Pour mieux comprendre ce phénomène, je vous suggère de visionner cette expérience menée sur des enfants âgés de quatre ans.
On les a laissés seuls pendant 20 minutes avec une guimauve ou un caramel en leur en promettant un second s’il résistent à l’envie de le manger.
Sur cette vidéo, vous pouvez observer toutes les stratégies qu’ils ont déployées pour respecter le temps exigé… ou ne pas y parvenir.
https://www.youtube.com/watch?v=xybQrxvpOnY.
Quatorze ans plus tard, la comparaison entre la vie des enfants ayant résisté à la friandise à celle des autres a montré ceci:
Les auteurs de cette étude longitudinale de l’Université de Stanford ont alors découvert que les enfants qui n’avaient pas réussi à résister à la friandise (qui avaient donc un déficit d’inhibition cognitive; d’autocontrôle) montraient ces mêmes caractéristiques:
Ils…
– étaient beaucoup plus vulnérables au stress
– se mettaient plus facilement en colère
– étaient beaucoup plus impulsifs
– avaient tendance à se bagarrer
– avaient obtenu de moins bons résultats aux examens d’entrée à l’université
– étaient moins bons dans leurs études
À l’approche de la trentaine, cette différence était encore plus marquée:
– moins bonne résistance au stress
– manque de persévérance
– plus de difficultés à se concentrer
– distractions fréquentes
– moins bonnes compétences intellectuelles et émotionnelles
– vie plus souvent en solitaire
.
L’apprentissage du contrôle de soi dès le plus jeune âge: des évidences
D’autres facteurs ont évidemment pu entrer en ligne de compte dans ces résultats, mais il est évident que cette histoire, racontée par le psychologue Daniel Goleman, auteur de plusieurs livres sur l’intelligence émotionnelle, montre les effets à long terme de l’apprentissage du contrôle de soi.

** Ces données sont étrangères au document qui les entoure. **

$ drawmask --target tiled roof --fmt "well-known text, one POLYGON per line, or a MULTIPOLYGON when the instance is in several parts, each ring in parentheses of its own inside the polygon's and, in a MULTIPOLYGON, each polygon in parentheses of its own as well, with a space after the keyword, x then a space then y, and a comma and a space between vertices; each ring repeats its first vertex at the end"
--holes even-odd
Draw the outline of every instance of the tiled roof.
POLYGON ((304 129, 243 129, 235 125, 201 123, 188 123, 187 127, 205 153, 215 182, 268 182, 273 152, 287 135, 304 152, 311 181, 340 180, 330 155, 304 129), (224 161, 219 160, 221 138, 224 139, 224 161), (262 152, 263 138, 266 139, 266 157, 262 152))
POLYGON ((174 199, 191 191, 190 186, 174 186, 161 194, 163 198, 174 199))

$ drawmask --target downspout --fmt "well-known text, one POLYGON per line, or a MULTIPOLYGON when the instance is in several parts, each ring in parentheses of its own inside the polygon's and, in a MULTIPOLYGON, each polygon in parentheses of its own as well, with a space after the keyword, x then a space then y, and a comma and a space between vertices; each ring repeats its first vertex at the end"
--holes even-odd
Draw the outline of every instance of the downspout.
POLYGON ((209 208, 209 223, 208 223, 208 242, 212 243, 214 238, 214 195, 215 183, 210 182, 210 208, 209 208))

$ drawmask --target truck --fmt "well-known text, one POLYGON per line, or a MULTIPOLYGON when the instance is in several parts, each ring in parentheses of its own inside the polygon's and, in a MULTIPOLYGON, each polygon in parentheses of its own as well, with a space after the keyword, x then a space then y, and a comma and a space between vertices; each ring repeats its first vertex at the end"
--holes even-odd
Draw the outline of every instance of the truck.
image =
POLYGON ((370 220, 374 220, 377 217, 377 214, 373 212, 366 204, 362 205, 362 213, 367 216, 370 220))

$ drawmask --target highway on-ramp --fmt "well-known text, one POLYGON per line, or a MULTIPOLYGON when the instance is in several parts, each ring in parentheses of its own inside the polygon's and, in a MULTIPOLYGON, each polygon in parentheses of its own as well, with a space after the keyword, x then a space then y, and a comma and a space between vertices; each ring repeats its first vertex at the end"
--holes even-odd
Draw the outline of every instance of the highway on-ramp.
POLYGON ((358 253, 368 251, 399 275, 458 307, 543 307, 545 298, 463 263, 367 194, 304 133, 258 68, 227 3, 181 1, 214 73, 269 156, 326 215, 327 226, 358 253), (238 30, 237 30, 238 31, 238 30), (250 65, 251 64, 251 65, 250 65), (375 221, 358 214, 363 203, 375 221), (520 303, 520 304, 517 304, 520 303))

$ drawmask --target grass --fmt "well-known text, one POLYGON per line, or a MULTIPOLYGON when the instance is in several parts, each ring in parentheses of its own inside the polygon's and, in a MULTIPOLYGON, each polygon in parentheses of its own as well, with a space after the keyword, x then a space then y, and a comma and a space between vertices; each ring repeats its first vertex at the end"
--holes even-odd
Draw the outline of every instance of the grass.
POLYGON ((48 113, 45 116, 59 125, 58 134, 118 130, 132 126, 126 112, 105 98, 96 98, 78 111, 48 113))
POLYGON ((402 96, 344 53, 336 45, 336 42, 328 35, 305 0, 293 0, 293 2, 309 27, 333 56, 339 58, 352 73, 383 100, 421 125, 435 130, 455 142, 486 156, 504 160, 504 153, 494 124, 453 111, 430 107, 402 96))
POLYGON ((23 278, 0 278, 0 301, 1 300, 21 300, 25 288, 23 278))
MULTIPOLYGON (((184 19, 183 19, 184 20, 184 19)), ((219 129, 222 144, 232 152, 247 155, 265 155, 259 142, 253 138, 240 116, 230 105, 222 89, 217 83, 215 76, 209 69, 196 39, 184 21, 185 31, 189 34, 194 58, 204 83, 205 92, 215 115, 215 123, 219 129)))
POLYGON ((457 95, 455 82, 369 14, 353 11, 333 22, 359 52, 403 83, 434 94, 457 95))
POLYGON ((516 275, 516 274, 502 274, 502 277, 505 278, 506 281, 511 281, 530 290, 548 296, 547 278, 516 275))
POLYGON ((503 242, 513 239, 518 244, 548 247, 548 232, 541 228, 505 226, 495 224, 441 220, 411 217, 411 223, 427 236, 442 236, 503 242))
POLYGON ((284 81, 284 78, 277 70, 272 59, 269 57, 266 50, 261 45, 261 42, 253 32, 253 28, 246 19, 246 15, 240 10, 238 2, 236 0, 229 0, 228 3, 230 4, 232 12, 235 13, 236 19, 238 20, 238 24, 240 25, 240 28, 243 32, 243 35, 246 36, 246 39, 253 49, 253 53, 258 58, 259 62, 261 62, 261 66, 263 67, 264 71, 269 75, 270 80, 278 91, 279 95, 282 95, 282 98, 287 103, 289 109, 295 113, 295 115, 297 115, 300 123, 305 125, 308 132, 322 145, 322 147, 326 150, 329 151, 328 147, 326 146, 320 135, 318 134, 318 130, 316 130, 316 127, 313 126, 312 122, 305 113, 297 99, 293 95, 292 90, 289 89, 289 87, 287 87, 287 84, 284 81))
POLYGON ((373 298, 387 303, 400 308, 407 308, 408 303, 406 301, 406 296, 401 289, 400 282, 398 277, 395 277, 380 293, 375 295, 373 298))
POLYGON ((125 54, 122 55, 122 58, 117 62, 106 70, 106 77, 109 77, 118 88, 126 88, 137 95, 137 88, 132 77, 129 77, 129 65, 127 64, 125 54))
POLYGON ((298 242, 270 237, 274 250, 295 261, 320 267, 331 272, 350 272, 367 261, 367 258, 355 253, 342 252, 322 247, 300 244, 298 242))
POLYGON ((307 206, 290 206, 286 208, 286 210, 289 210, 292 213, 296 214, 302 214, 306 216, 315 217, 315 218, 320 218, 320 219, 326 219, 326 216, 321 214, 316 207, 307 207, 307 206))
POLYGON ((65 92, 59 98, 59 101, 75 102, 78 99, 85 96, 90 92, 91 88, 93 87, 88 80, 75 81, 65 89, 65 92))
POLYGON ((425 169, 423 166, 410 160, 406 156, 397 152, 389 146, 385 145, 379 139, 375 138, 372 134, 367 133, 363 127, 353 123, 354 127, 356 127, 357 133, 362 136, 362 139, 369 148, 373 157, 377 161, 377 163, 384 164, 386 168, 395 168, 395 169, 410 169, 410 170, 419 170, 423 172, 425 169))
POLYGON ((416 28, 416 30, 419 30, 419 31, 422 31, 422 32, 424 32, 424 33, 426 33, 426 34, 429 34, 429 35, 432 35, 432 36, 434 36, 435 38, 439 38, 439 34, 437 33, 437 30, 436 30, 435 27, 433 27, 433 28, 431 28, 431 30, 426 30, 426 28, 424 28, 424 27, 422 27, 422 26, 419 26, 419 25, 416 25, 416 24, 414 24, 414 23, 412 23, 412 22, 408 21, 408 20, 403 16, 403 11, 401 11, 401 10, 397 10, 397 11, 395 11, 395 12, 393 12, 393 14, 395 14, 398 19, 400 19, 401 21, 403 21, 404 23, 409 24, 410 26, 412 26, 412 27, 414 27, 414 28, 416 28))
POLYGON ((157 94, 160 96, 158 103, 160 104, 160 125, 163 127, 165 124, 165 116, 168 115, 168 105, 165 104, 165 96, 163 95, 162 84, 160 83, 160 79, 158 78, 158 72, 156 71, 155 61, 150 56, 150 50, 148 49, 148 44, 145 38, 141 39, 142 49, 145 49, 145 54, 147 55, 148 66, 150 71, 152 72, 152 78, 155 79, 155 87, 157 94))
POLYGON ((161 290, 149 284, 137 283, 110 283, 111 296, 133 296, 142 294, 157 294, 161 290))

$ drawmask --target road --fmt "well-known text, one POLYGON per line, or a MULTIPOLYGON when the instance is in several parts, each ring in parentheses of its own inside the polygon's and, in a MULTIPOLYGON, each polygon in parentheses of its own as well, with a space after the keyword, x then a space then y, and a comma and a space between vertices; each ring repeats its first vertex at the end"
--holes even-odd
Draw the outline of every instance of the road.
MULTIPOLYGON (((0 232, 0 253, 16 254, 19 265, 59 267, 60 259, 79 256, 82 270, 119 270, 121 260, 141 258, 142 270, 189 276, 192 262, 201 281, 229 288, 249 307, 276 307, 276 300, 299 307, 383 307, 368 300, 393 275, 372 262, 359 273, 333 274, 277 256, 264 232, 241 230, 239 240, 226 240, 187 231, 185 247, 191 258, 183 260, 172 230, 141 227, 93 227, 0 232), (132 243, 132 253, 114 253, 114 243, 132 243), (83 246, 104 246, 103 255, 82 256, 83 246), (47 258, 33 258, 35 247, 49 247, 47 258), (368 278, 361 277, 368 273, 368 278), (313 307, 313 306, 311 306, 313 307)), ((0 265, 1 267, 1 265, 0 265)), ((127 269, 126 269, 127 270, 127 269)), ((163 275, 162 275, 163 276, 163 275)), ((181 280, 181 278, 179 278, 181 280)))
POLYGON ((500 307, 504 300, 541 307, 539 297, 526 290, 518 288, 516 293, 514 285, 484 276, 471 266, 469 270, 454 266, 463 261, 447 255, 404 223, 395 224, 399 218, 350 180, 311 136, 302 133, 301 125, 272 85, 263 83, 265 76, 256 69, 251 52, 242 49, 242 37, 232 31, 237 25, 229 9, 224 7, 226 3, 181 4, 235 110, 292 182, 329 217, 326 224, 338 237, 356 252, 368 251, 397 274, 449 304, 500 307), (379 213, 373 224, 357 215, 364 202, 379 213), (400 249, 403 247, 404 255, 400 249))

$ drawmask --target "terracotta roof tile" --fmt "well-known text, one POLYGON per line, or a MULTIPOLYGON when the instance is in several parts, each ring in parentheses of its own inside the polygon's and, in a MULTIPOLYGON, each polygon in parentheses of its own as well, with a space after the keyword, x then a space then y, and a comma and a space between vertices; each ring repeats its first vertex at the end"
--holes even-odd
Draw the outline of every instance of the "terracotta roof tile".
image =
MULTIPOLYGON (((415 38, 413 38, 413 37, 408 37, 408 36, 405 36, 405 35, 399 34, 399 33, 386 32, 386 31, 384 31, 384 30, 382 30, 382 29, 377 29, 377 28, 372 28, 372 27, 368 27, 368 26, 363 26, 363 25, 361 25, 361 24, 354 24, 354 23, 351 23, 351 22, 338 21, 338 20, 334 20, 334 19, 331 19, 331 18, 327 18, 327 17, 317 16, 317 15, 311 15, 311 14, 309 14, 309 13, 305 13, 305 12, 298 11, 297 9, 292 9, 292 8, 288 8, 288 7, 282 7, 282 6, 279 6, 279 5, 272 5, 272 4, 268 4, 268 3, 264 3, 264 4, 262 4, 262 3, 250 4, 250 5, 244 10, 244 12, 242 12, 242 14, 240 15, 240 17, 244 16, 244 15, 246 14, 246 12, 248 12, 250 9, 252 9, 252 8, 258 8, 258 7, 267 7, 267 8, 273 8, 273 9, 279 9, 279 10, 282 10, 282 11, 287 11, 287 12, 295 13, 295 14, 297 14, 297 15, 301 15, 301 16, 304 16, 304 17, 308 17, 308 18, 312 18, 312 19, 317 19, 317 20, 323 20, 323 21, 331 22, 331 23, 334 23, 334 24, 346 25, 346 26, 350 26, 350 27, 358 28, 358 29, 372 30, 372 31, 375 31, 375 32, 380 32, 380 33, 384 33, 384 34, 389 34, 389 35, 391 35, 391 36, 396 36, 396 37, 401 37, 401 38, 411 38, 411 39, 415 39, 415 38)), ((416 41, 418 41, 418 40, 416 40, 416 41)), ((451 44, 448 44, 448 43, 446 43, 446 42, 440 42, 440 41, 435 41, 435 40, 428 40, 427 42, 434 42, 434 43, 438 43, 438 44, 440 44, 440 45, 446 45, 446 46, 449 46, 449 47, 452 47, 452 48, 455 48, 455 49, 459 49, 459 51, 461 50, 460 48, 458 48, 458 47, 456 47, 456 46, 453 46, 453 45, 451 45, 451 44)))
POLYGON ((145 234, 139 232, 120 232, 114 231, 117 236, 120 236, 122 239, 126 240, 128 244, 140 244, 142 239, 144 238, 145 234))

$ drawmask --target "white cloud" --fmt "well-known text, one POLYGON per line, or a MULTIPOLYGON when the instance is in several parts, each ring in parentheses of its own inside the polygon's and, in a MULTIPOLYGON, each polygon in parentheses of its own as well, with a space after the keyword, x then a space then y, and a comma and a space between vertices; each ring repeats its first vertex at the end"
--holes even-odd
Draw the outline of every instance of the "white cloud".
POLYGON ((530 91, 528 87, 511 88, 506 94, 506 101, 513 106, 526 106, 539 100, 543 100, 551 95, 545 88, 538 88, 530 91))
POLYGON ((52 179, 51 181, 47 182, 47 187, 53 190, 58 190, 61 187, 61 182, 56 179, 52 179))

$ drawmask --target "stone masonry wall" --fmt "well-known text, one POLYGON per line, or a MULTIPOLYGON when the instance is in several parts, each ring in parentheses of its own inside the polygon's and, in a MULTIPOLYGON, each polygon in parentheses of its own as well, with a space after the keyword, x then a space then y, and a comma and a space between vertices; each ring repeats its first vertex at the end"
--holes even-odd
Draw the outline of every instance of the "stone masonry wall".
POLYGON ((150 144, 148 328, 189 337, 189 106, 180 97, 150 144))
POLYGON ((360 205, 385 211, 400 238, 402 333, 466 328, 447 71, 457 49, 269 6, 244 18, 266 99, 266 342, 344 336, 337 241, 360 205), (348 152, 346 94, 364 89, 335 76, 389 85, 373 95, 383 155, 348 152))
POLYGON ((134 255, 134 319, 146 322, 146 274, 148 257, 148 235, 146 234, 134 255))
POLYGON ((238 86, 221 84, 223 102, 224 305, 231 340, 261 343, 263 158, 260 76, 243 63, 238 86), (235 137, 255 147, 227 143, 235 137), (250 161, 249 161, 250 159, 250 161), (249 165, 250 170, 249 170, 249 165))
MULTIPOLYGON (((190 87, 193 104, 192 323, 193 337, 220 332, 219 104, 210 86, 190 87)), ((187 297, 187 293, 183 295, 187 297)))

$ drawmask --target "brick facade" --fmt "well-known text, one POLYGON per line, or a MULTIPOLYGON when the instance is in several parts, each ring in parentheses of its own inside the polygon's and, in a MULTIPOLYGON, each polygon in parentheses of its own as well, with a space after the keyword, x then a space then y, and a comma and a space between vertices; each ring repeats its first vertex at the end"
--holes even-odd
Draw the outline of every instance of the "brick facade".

Non seulement cet apprentissage conduit à une vie plus calme, plus sereine et plus harmonieuse avec soi et avec les autres, mais il protège aussi la santé physique et psychologique. Le contrôle de soi facilite également l’adaptation au changement qui est aussi un facteur de survie
L’inhibition cognitive, l’autocontrôle s’apprend et s’améliore à tout âge
L’inhibition cognitive peut s’apprendre à tout âge, même chez les jeunes enfants dont le cerveau frontal n’est pas encore arrivé à maturité ou chez les aînés qui veulent conserver le plus longtemps possible leur capacité de se concentrer, leur intelligence et leur autonomie
En apprenant très tôt à maîtriser nos émotions et nos pulsions et à retarder le moment d’obtenir quelque chose, l’apprentissage de l’inhibition cognitive pourrait, il me semble, réduire considérablement le recours à ces contentions chimiques que sont notamment les médicaments prescrits contre l’anxiété, le stress, la dépression, l’épuisement professionnel, l’insomnie, les maladies psychosomatiques ou encore le déficit d’attention.
Un petit exercice de calcul pour finir?
Voici un petit exercice très simple, auquel je vous demande de répondre rapidement et spontanément, sans prendre le temps de trop réfléchir.
Si Jean a 250$ en poche pour ses vacances et 5 de plus que Marie.
De combien d’argent Marie dispose-t-elle?
La plupart des enfants se trompent et, parfois aussi des adultes, à cause du «plus».
Qu’avez-vous répondu? (avant de réfléchir à votre réponse)?